4.1 The 3D Quantum Harmonic Oscillator

Solving the quantum harmonic oscillator in one dimension proved to be quite a slog, but we will see that in more than one dimension it is much easier! This is because we can use the method of separation of variables to break down the problem into copies of the one-dimensional problem, for which we already know the solution.

4.1.1 Schrodinger Equation for the 3D QHO

The first thing we need to do is write out the potential energy so that we can write down the Schrodinger equation. The particle is going to be under the influence of a central force $\boldsymbol{F}=-\sqrt{\omega/m}\boldsymbol{r}$ , which gives a potential energy

\hat{V}=\frac{1}{2}m\omega^{2}\hat{r}^{2}=\frac{1}{2}m\omega^{2}(\hat{x}^{2}+% \hat{y}^{2}+\hat{z}^{2}).

(4.1)

Note that here we are assuming that force grows in magnitude with the same rate in every direction, and therefore the natural frequency $\omega$ is the same in all directions. We call an oscillator like this isotropic.

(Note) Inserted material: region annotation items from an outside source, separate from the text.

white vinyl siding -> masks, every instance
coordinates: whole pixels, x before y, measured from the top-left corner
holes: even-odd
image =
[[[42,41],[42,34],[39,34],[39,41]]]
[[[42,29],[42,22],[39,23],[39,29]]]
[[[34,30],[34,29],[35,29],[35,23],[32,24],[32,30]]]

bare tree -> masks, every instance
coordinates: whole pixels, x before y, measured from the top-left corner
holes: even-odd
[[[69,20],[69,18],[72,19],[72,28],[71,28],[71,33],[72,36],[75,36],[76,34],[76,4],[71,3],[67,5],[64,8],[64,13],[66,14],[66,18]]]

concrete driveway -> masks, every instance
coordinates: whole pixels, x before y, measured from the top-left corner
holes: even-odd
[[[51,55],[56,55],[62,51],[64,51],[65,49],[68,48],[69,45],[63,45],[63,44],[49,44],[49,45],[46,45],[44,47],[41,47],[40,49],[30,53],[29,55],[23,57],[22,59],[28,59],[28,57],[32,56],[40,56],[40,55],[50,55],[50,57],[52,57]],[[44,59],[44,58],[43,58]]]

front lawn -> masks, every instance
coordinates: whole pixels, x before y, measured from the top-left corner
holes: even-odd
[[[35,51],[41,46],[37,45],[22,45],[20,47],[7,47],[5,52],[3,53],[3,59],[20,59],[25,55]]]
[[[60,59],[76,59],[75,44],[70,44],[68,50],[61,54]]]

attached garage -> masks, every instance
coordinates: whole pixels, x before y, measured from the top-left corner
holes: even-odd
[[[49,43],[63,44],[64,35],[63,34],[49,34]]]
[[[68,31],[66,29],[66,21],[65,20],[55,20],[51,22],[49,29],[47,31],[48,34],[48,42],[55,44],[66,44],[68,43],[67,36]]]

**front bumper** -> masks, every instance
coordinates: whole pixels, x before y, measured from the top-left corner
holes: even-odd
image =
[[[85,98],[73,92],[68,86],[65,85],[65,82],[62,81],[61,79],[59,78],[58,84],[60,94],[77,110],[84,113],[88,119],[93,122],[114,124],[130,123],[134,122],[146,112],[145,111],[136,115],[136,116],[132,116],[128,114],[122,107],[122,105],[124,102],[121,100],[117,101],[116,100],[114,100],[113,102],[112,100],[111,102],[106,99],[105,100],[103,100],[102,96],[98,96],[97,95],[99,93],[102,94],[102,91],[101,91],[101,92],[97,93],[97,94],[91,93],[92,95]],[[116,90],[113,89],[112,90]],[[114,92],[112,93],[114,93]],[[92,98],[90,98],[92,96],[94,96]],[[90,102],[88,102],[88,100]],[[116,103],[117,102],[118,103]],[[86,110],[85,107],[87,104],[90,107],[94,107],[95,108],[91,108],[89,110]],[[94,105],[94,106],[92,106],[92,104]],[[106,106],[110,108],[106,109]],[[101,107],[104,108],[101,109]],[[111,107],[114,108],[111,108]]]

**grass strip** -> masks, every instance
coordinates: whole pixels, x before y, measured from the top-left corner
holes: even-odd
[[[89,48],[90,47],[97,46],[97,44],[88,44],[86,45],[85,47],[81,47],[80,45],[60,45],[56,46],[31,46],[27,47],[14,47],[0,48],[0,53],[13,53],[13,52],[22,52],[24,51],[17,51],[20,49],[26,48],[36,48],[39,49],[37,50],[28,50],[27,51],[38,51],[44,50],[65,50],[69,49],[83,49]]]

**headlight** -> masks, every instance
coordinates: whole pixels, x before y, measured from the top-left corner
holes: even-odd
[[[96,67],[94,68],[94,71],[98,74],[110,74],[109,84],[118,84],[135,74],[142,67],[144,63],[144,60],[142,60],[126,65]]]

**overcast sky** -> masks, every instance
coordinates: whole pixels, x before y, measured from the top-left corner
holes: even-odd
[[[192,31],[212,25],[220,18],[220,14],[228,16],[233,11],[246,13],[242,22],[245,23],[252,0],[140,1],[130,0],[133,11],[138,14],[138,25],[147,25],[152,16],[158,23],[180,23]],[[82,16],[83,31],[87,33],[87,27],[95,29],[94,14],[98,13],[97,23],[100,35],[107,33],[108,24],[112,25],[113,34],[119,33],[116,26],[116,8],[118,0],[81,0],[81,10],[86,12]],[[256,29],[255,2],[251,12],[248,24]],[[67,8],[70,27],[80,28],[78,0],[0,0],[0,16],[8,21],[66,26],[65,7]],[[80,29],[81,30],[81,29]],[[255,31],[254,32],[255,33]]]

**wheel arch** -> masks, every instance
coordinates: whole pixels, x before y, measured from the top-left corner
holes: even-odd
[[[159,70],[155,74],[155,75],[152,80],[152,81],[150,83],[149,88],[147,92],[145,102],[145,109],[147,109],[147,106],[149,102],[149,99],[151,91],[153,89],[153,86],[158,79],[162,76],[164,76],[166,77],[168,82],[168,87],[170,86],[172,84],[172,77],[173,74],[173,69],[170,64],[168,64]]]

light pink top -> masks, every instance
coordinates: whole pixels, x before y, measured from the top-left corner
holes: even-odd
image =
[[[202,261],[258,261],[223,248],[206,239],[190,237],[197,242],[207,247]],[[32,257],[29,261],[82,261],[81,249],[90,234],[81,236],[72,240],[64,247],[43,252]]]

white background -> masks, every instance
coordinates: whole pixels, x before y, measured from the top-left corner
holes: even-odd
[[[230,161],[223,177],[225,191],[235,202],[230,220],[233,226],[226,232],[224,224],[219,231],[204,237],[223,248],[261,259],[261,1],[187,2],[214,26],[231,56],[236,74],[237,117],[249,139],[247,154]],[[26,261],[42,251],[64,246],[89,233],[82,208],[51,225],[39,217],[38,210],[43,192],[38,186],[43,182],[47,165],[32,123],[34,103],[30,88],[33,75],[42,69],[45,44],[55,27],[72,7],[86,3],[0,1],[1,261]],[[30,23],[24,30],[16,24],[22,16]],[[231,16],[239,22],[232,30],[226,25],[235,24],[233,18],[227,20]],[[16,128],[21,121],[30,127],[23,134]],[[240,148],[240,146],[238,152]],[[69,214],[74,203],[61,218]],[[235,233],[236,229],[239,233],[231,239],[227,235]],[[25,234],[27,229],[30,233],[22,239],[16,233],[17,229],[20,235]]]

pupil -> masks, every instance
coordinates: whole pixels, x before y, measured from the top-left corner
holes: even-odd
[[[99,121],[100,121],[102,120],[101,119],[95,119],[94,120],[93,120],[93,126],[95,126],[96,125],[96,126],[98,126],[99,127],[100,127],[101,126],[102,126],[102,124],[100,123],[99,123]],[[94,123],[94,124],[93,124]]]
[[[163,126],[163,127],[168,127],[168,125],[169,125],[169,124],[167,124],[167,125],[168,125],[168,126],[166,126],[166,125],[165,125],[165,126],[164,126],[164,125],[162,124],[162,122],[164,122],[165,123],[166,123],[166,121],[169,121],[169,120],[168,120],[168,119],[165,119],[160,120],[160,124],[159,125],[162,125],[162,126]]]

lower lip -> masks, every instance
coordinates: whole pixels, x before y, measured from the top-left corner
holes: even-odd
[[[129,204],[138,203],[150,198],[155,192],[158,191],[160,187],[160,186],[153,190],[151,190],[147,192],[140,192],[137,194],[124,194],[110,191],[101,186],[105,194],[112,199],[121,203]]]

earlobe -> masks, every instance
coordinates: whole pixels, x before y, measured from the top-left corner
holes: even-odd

For kinetic energy, we can write

\hat{T}=\frac{\hat{p}^{2}}{2m}=\frac{\hat{\boldsymbol{p}}\cdot\hat{\boldsymbol% {p}}}{2m},

(4.2)

where $\hat{\boldsymbol{p}}$ is the 3D momentum operator, which components $\hat{\boldsymbol{p}}=(\hat{p}_{x},\hat{p}_{y},\hat{p}_{z})$ given by

$\displaystyle\hat{p}_{x}$	$\displaystyle=-i\hbar\frac{\partial}{\partial x}$	(4.3)
$\displaystyle\hat{p}_{y}$	$\displaystyle=-i\hbar\frac{\partial}{\partial y}$	(4.4)
$\displaystyle\hat{p}_{z}$	$\displaystyle=-i\hbar\frac{\partial}{\partial z}.$	(4.5)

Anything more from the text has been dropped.